I understand why you would do this from the
hardware standpoint, it just wasn't what I expected.

> You should not try to simulate OR1200 internal
> pipeline. You should simulate OR1K architecture
> instead with insn safely assumed to execute in one
> clock cycle etc. If OR1K architecture manual does
> not precisely define how something should be
> handled, don't rely on OR1200 implementation.

This is great for you, but it doesn't solve my problem.
I want a cycle to cycle accurate simulator of Or1200
so that I can port operating systems. I'm not looking
to develop a generic simulator that future Or1k
designers can build from.

I'm specifically looking for something that mirrors
your implementation in every minor detail, so that
I can write low level assembly code. For example,
I don't understand what happens in the following
instance:

l.ld     r7,(r6)
l.sys   200

Now, assume that (r6) is not in the cache, and a
cache miss occurs. At what point is the system call
actually performed? Before or after r7 has been
resolved?  There could be a 12-14 bus cycle delay
before r7 is actually valid. This could be pushing
100 CPU cycles in a fast core.

I can answer this myself  *IF* I understand how
you've implemented the pipelines.  I really need this
document. In the case above, I would assume that
r7 must be invalid, and that an attempt to use it
would stall.

This is an important question for the following reason:
As a good programmer porting an operating system,
I need to understand if I can use the r7 register in
the system call without incurring a pipeline stall. That
will affect how I write my exception handler. It will
affect how I tell gcc to allocate registers. It will have
serious consequences in many aspects of design.

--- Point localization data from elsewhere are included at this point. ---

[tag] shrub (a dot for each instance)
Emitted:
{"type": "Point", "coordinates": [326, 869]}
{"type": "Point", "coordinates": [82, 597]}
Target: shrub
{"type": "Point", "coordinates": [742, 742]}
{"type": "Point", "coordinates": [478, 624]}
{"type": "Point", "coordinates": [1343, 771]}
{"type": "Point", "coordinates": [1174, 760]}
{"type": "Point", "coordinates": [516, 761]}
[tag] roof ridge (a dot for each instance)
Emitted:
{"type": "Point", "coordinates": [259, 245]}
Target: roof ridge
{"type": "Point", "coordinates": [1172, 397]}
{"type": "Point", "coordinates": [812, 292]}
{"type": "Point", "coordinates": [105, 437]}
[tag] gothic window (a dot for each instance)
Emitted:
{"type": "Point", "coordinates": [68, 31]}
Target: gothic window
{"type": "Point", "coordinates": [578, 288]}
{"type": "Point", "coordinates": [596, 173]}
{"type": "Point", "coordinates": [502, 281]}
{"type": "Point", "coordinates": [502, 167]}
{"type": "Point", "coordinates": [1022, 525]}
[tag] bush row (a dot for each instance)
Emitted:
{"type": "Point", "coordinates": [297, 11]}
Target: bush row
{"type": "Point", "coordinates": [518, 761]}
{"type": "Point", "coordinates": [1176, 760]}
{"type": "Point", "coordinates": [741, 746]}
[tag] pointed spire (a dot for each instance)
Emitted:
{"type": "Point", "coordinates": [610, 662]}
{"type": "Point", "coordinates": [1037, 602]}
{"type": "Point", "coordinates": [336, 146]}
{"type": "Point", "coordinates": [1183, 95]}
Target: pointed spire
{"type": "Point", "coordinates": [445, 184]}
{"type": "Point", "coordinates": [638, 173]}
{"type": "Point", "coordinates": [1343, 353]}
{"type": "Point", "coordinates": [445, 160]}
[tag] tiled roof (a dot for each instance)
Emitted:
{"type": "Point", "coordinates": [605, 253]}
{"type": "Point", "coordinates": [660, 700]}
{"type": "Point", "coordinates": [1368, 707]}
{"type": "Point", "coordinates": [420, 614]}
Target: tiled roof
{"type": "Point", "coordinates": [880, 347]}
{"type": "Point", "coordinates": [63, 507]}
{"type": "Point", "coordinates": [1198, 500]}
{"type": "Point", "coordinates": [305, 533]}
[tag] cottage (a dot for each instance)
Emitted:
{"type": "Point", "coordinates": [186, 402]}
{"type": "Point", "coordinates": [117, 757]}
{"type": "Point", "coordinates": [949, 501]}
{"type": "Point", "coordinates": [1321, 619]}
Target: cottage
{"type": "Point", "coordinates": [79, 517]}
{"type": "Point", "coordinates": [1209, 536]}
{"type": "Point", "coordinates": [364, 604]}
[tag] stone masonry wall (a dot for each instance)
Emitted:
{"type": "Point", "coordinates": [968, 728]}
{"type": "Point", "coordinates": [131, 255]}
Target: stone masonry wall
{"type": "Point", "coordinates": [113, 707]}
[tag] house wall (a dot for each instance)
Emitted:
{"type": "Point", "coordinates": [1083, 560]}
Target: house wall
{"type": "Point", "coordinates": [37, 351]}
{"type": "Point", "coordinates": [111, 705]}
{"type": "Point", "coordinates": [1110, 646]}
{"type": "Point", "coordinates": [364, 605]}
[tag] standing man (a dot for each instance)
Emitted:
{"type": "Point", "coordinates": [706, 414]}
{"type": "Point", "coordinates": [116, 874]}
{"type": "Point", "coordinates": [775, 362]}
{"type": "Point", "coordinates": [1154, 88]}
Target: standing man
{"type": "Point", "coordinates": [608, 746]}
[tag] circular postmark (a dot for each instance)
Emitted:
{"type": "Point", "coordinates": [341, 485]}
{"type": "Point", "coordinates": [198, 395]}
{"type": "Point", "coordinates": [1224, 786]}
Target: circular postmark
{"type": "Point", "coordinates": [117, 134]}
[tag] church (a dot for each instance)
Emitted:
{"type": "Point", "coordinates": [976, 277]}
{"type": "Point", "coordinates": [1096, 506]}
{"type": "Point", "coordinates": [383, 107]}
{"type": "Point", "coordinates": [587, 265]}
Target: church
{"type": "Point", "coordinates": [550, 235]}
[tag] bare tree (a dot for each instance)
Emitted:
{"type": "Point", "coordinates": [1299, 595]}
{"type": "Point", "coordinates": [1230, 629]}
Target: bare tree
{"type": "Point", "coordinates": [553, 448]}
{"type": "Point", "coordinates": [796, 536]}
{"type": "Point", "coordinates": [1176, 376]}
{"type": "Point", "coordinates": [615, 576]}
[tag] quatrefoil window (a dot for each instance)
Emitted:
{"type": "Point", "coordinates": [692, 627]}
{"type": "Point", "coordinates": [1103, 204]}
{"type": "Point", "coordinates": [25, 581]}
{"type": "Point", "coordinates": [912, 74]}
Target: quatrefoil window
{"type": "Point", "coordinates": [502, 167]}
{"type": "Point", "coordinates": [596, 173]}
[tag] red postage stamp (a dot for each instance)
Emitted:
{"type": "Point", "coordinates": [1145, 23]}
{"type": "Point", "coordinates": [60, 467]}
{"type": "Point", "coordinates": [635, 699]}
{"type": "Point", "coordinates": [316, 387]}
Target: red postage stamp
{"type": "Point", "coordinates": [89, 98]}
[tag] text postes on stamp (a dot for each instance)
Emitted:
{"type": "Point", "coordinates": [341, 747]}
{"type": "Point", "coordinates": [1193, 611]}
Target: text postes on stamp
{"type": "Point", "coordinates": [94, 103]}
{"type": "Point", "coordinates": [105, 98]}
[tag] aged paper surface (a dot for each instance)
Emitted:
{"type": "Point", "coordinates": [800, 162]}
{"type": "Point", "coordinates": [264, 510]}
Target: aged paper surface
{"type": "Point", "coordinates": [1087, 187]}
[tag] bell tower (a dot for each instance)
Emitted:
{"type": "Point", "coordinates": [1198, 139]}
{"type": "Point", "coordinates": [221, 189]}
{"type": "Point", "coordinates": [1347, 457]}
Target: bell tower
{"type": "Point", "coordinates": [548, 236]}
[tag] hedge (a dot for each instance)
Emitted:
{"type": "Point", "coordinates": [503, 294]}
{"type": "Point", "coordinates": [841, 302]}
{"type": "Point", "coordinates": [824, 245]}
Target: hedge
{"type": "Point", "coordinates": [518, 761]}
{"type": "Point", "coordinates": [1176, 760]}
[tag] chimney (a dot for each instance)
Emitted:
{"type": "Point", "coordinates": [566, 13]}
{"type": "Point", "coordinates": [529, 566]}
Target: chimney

Every processor manual I've worked with includes
a section on the pipeline, latencies, and execution
units used by every single instruction.

My question now becomes, OK, what is the exact
timing of instructions under other circumstances? How
many clock cycles before the execution stage does the
fetch actually occur? If I want to make sure an
instruction is prefetched in the cache, how many
instructions ahead do I have to plan? If I've got
a critical piece of code, and an instruction comming
up that I know may cause a ITLB or DTLB miss
in the MMU, how many cycles before execution
is the fetch actually performed?

Remeber, my goal is different than yours. I'm porting
an operating system. I want a tool that will help me
to do that. These other concerns about a simulator
for other possible implementations can be addressed
later.

I want to understand the pipeline of Or1200. I need
that for my next step.

> For more information how exceptions in OpenRISC
> 1000 are defined, please have a look at any modern
> RISC such as MIPS, PowerPC etc. All modern
> RISCs have virtually same exception model.

I'm looking at my Hitachi manual right now, and I can
see the exception model and pipeline model spelled
out for me in excruciating detail including all the
penalties involved, which instructions have flow
dependencies and anti-flow dependencies. What
things are done in parallel and what is delayed.
Give me any set of conditions and I can tell you down
to the cycle exactly how much time any code segment
will take.

I'm looking for something like that here as well. That's
what it will take to port an OS, and a simulator that
can help out ifor this task really needs this same
information.

Thanks,

Chris
chris@asics.ws